Challenges for Small and Medium-Sized Enterprises

Small and medium-sized enterprises (SMEs) may hesitate to announce vulnerabilities even when discovered because disclosure could impede product sales and damage company reputation. However, if vulnerabilities are left unaddressed, they may cause significant harm to patients and healthcare institutions. Regulatory authorities worldwide emphasize that patient safety must take precedence over commercial considerations.

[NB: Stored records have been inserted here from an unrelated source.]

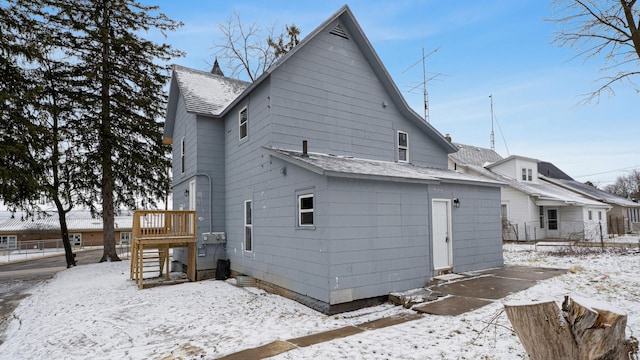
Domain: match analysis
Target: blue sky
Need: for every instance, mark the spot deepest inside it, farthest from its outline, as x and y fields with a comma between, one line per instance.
x=491, y=47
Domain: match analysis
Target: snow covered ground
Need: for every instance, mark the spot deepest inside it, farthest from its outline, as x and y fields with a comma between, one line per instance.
x=95, y=312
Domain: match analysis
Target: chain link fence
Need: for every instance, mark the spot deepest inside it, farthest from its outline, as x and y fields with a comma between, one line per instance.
x=25, y=250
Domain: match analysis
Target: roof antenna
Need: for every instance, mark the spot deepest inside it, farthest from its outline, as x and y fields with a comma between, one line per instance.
x=493, y=141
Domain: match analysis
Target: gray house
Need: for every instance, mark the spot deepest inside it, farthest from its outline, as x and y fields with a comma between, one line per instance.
x=320, y=182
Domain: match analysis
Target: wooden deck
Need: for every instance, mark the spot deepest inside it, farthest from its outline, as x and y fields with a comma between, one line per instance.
x=162, y=230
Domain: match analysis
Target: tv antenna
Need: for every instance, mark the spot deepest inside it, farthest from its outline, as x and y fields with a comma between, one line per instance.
x=425, y=94
x=493, y=140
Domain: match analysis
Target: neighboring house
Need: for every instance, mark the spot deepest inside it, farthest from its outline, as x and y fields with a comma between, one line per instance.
x=24, y=234
x=324, y=184
x=470, y=155
x=624, y=216
x=534, y=209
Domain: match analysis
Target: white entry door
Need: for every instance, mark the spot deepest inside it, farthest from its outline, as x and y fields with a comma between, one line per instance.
x=192, y=195
x=553, y=223
x=441, y=234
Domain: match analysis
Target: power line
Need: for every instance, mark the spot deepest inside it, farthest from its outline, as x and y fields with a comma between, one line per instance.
x=610, y=171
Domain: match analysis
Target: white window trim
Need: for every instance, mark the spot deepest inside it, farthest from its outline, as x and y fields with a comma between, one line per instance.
x=11, y=242
x=305, y=211
x=405, y=147
x=247, y=226
x=245, y=122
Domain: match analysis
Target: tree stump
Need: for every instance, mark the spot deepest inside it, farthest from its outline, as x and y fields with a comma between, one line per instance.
x=584, y=330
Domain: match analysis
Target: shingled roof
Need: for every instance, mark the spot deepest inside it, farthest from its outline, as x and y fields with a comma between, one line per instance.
x=351, y=167
x=205, y=93
x=474, y=155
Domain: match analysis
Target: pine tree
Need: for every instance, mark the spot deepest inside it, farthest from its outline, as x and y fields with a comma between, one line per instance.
x=122, y=103
x=85, y=106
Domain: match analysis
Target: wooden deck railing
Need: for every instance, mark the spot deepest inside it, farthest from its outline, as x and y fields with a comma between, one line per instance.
x=162, y=230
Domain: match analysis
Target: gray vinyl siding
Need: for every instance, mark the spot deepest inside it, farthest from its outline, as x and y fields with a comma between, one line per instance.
x=211, y=161
x=379, y=238
x=329, y=95
x=185, y=125
x=283, y=254
x=477, y=232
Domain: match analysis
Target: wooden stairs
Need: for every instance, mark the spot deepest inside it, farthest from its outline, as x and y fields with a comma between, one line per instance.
x=153, y=235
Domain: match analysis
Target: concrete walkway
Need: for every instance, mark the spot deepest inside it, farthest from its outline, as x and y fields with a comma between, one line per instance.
x=461, y=294
x=279, y=346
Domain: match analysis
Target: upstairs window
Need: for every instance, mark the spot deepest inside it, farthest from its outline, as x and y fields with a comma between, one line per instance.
x=305, y=210
x=182, y=155
x=248, y=226
x=243, y=118
x=403, y=146
x=541, y=216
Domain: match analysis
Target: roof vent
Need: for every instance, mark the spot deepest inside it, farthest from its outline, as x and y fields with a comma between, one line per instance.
x=339, y=31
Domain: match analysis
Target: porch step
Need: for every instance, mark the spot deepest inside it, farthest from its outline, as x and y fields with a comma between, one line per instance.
x=412, y=297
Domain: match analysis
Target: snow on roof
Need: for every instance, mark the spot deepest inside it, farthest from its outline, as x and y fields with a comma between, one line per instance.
x=593, y=192
x=541, y=189
x=207, y=93
x=474, y=155
x=52, y=223
x=348, y=166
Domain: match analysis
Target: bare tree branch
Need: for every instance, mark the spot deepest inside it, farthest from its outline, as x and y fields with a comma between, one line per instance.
x=249, y=49
x=608, y=30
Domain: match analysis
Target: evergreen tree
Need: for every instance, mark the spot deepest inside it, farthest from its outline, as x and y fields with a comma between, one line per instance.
x=122, y=81
x=85, y=107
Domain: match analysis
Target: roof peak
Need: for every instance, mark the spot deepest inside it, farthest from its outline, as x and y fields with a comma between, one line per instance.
x=216, y=68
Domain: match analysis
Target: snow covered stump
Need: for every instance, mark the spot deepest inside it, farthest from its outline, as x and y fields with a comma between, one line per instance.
x=584, y=330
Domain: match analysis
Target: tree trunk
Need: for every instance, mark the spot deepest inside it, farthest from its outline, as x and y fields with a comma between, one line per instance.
x=542, y=332
x=580, y=332
x=64, y=232
x=109, y=253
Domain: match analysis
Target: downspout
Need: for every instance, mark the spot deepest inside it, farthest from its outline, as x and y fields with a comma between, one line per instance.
x=210, y=194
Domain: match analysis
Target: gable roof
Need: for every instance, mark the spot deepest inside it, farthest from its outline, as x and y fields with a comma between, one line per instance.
x=357, y=168
x=592, y=192
x=543, y=192
x=549, y=170
x=206, y=93
x=348, y=24
x=203, y=93
x=509, y=158
x=474, y=155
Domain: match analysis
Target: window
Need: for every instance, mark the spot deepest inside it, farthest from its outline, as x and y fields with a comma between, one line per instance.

To support SMEs in fulfilling their cybersecurity obligations, industry organizations and regulatory bodies have developed resources including:

• Simplified cybersecurity frameworks tailored to resource-limited organizations
• Templates for vulnerability disclosure and patch management processes
• Collaboration platforms for sharing threat intelligence
• Guidelines for minimum viable cybersecurity practices

Lifecycle Cybersecurity Support Obligations

Furthermore, as long as products that were shipped in the past are being used at medical institutions and other facilities, cybersecurity support should continue throughout the product’s intended operational lifetime. This concept of “cradle-to-grave” cybersecurity responsibility is increasingly recognized in regulatory frameworks globally.

The duration of cybersecurity support should be clearly defined in the product’s technical documentation and communicated to users at the time of purchase. Factors determining support duration include:

• Expected useful life of the device
• Availability of security updates for underlying COTS components
• Evolution of the threat landscape and emerging vulnerabilities
• Regulatory requirements in applicable jurisdictions

End-of-Support Planning

If support must be discontinued, it is necessary to notify users by a predetermined timeframe that was agreed upon in advance. Best practices for end-of-support planning include:

• Providing at least 12-24 months advance notice before terminating cybersecurity support
• Offering migration pathways to newer products or alternative solutions
• Conducting final security assessments and providing risk mitigation guidance for continued use
• Documenting the end-of-support decision and rationale for regulatory submissions
• Coordinating with healthcare institutions to plan for device replacement or network isolation

Regulatory Context and Compliance Requirements

The evolving regulatory landscape requires manufacturers to integrate cybersecurity throughout the total product lifecycle (TPLC), from initial design through post-market surveillance. Key regulatory expectations include:

Regulatory Authority	Key Requirements
Japan (MHLW/PMDA)	Compliance with 2023 Cybersecurity Guidebook; incorporation of IMDRF principles; demonstration of cybersecurity risk management as part of overall risk management per Pharmaceutical and Medical Device Act
United States (FDA)	Premarket: Cybersecurity in medical devices must follow FDA guidance; Postmarket: Section 524B of FD&C Act requires monitoring and addressing cybersecurity vulnerabilities
European Union (EU MDR/IVDR)	GSPR Annex I requirements for cybersecurity; demonstration of state-of-the-art cybersecurity measures; post-market cybersecurity vigilance and updates
International (IMDRF)	Principles-based framework emphasizing security by design, risk management, transparency, and coordinated vulnerability disclosure

Conclusion

Cybersecurity in medical devices is no longer optional but a fundamental aspect of device safety and effectiveness. Manufacturers must adopt a proactive, lifecycle-based approach to cybersecurity that prioritizes patient safety while maintaining transparency with users and regulatory authorities. As cyber threats continue to evolve, ongoing vigilance, collaboration across stakeholders, and commitment to continuous improvement remain essential to protecting patients and healthcare infrastructure from cybersecurity risks.

The 2022 notice from Japanese authorities represents an important milestone in raising awareness of these critical issues, and the subsequent publication of detailed guidance in 2023 provides manufacturers with practical frameworks for implementing robust cybersecurity practices in compliance with both domestic and international standards.